Shaka Packager SDK
webvtt_parser.cc
1 // Copyright 2017 Google Inc. All rights reserved.
2 //
3 // Use of this source code is governed by a BSD-style
4 // license that can be found in the LICENSE file or at
5 // https://developers.google.com/open-source/licenses/bsd
6 
7 #include "packager/media/formats/webvtt/webvtt_parser.h"
8 
9 #include <regex>
10 
11 #include "packager/base/logging.h"
12 #include "packager/base/strings/string_number_conversions.h"
13 #include "packager/base/strings/string_split.h"
14 #include "packager/base/strings/string_util.h"
15 #include "packager/media/base/text_stream_info.h"

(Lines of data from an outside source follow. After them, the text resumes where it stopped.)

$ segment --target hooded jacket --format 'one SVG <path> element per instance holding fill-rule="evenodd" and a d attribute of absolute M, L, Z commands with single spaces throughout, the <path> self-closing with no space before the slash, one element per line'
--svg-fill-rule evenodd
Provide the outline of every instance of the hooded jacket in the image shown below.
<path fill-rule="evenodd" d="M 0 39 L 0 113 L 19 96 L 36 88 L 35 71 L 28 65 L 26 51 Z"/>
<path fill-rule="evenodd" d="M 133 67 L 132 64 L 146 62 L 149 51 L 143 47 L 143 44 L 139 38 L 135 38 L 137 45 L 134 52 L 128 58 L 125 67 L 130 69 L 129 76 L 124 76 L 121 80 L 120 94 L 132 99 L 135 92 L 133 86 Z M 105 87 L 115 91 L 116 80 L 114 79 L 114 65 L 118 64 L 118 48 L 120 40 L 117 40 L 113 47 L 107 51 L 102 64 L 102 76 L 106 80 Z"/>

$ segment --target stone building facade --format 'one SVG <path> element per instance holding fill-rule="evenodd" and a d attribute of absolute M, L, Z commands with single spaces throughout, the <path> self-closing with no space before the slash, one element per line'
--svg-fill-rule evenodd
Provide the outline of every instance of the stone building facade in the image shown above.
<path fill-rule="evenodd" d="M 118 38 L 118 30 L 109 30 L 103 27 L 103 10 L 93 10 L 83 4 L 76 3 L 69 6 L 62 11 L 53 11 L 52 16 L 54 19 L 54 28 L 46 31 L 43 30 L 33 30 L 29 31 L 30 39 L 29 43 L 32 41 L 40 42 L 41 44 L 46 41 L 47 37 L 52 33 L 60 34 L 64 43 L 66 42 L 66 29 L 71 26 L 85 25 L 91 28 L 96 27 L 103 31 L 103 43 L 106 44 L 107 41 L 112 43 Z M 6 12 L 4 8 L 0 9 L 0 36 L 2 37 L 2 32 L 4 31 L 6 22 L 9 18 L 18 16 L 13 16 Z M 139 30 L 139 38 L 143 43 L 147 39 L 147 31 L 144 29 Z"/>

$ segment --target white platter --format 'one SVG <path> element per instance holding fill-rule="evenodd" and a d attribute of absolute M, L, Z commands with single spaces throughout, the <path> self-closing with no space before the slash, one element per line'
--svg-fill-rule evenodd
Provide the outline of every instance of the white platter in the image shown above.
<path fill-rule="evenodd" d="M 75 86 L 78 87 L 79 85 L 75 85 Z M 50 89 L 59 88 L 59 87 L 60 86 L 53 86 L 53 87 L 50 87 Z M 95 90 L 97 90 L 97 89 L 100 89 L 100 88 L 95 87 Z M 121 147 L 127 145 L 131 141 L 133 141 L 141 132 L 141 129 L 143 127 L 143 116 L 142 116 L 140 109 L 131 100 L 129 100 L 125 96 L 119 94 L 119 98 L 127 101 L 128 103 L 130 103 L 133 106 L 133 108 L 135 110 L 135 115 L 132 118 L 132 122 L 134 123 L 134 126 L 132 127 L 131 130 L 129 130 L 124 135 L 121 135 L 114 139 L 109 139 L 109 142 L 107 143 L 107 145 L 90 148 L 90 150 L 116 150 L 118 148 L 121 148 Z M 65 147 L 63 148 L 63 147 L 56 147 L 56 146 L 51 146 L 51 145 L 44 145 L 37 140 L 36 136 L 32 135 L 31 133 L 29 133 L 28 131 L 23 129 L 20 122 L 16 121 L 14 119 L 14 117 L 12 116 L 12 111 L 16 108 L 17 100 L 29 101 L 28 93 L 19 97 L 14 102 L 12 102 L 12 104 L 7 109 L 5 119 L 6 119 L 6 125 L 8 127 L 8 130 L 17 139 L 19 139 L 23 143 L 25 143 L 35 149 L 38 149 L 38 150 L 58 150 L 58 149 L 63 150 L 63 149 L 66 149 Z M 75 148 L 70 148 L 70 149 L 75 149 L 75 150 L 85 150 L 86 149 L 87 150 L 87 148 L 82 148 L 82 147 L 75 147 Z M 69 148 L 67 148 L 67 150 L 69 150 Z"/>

16 #include "packager/media/formats/webvtt/webvtt_utils.h"
17 
18 namespace shaka {
19 namespace media {
20 namespace {
21 
22 const uint64_t kStreamIndex = 0;
23 
24 std::string BlockToString(const std::string* block, size_t size) {
25  std::string out = " --- BLOCK START ---\n";
26 
27  for (size_t i = 0; i < size; i++) {
28  out.append(" ");
29  out.append(block[i]);
30  out.append("\n");
31  }
32 
33  out.append(" --- BLOCK END ---");
34 
35  return out;
36 }
37 
38 // Comments are just blocks that are preceded by a blank line, start with the
39 // word "NOTE" (followed by a space or newline), and end at the first blank
40 // line.
41 // SOURCE: https://www.w3.org/TR/webvtt1
42 bool IsLikelyNote(const std::string& line) {
43  return line == "NOTE" ||
44  base::StartsWith(line, "NOTE ", base::CompareCase::SENSITIVE) ||
45  base::StartsWith(line, "NOTE\t", base::CompareCase::SENSITIVE);
46 }
47 
48 // As cue time is the only part of a WEBVTT file that is allowed to have
49 // "-->" appear, then if the given line contains it, we can safely assume
50 // that the line is likely to be a cue time.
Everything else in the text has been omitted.